J't'emmène voir l'océan
Puisque le monde brûle
Les cinquantièmes hurlants
Les vagues, leurs funambules

     Tes pupilles brûlaient de bonheur, c'était transcendant. Ta voix était fébrile de tant de joie, ton corps impatient à l'étroit dans le siège. Tu faisais de grands gestes, m'interpellais sans cesse. T'avais envie que l'on partage ensemble cette passion-là, après toutes les autres. Je devais aimer la musique comme tu l'aimais. Tomber amoureuse de ce chanteur, avoir envie de lui envoyer des fleurs ou une culotte depuis le public lorsqu'on le verrait sur scène le soir.
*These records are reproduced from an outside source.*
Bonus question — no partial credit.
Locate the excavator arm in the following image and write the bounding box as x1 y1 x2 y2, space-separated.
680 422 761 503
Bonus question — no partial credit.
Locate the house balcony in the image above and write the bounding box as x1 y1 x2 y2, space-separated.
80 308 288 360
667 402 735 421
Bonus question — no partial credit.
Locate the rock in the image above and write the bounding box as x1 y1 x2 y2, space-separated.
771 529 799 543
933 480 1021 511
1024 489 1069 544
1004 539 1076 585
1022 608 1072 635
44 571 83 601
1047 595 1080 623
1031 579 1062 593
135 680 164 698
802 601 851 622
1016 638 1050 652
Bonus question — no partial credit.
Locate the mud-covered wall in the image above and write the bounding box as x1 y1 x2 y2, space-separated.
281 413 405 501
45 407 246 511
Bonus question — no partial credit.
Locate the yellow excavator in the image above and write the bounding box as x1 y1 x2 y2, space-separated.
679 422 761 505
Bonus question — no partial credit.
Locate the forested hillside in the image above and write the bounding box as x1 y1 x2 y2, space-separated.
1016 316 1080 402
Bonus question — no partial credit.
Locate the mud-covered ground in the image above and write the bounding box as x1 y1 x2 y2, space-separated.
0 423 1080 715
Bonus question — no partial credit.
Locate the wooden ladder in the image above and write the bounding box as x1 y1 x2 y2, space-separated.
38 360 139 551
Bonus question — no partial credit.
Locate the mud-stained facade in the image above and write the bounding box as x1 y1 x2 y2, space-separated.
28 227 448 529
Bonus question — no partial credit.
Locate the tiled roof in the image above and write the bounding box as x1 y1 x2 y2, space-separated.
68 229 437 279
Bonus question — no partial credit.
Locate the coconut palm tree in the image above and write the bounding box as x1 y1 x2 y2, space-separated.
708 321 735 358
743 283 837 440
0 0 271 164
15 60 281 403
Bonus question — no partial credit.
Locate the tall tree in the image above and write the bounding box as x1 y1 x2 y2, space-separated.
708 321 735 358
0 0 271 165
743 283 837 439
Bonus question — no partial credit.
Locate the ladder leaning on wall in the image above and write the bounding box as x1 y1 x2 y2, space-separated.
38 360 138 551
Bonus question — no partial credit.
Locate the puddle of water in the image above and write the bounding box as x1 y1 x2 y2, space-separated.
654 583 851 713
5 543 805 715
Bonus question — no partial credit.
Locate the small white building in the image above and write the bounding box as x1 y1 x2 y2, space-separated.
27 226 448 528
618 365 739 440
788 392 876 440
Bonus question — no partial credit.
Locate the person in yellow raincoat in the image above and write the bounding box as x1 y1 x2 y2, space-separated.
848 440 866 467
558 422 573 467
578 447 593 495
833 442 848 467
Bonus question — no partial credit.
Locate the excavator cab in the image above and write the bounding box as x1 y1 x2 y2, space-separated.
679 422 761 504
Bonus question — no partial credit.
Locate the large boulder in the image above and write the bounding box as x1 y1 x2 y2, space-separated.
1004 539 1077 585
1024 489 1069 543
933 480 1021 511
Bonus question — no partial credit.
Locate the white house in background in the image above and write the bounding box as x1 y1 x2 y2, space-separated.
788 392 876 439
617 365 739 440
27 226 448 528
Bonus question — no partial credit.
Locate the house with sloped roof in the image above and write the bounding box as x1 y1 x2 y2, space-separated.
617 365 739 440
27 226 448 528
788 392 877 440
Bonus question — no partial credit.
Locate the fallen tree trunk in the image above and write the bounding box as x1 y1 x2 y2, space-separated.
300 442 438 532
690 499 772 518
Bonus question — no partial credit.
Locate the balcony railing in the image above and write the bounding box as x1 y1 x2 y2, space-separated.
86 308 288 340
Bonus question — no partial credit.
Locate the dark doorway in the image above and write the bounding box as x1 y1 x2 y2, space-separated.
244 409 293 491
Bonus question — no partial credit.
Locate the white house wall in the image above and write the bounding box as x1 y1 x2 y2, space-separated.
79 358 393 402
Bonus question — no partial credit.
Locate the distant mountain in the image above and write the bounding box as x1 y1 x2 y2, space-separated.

Je te laisse un demain en pluies et en orages
Désolé mon amour de ce pauvre héritage
Mais il ne tient qu'à toi d'en faire un océan
Où l'on aime, où l'on nage
Où l'on plonge en riant

     Avant d'aller au concert on s'était arrêtées pour marcher sur la plage. Le sable fin s'immisçait entre nos orteils, les vagues se déposaient à nos pieds pour une ultime caresse avant de prendre le large. On avait parlé des garçons qu'on aimait, de la dernière soirée qu'on avait faite. On n'évoquait pas le reste, on s'en foutait. On voulait juste s'amuser. Tu voulais vivre à fond, te faire trembler d'émotions fortes. Le quotidien platonique t'épuisait, il te tirait vers un bas qui tu ne savais remonter. T'avais besoin de vibrer de passion, de chagrin, d'amour, de désir. Vivre à demi c'était te condamner.

     Tout ça je ne l'avais pas encore remarqué, j'étais trop hypnotisée par la force avec laquelle tu menais la danse. Je ne savais que te contempler, t'imiter, alors que toi tu voulais juste me voir voler ; libre.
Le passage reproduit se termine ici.